Diana Sampson travels all over the world, recruiting students for Shoreline Community College.
“A U.S. education helps students to think critically,” she said.
People around the world believe that. Sampson said that once at a college fair in Nepal, a crowd pressed around her, 10 people deep.
“It was just packed and crowded with people around our table with people looking in and trying to talk to us, one by one," she said. "It’s very exciting.”
Last year, over 18,000 students at Washington’s community colleges were from a foreign country. And the number is growing every year.
Parents do ask questions about safety, Sampson said.
“But Seattle is one of the safest places to live and study,” she added.
Families all around the world weigh the risks and rewards, and many of them choose to send their kids here. Extended families will scrape together their resources to invest in one child’s education in the U.S.
“And in many cases, this may be your only child and your hopes and dreams,” Sampson said.
That puts a lot of pressure on a young student. Minh Vo came to Shoreline Community College from Vietnam.
“I understand that when you send your daughter, your child, far away from you, a thousand miles away from you, you hope the best for them, but …,” she said.
Vo’s first quarter at here didn’t go so well.
“I was really scared, I don’t want to do anything, I just want to sit in my room and do my homework, go to school and go back to home,” she said.
Colleges like Shoreline work hard to reach students like this. They offer field trips to see the sites around Seattle.
Older students, like Winston Lee from Hong Kong, teach them how to navigate this culture.

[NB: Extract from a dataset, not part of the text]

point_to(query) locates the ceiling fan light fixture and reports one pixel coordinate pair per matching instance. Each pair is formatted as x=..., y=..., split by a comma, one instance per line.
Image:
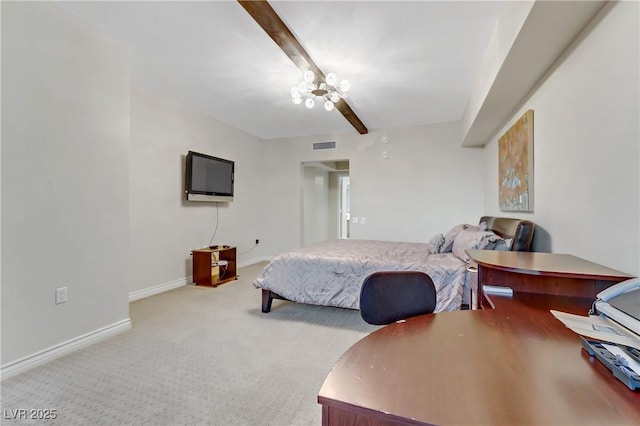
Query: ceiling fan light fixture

Even things like negotiating over a used-car price.
“Those sellers are maybe not friendly to our international students,” Lee said.
He advises them: “Stick with your principle.”
Then there are the extracurricular classes, like a ukulele class at Shoreline. Most of the students are from foreign countries.
All that outreach helps international students feel safe.
“It changed me in every way,” Vo said.
Vo, the student who sat alone in her room, now has a strong network of friends at Shoreline Community College.
“You know that you are not alone in your fight," she said. "You have other people surround you.”
Those friends come from all over the world.
“It’s surprising that we just talk the same language, we have the same path, or we even, like, laugh about the same joke. It’s really cool,” she said.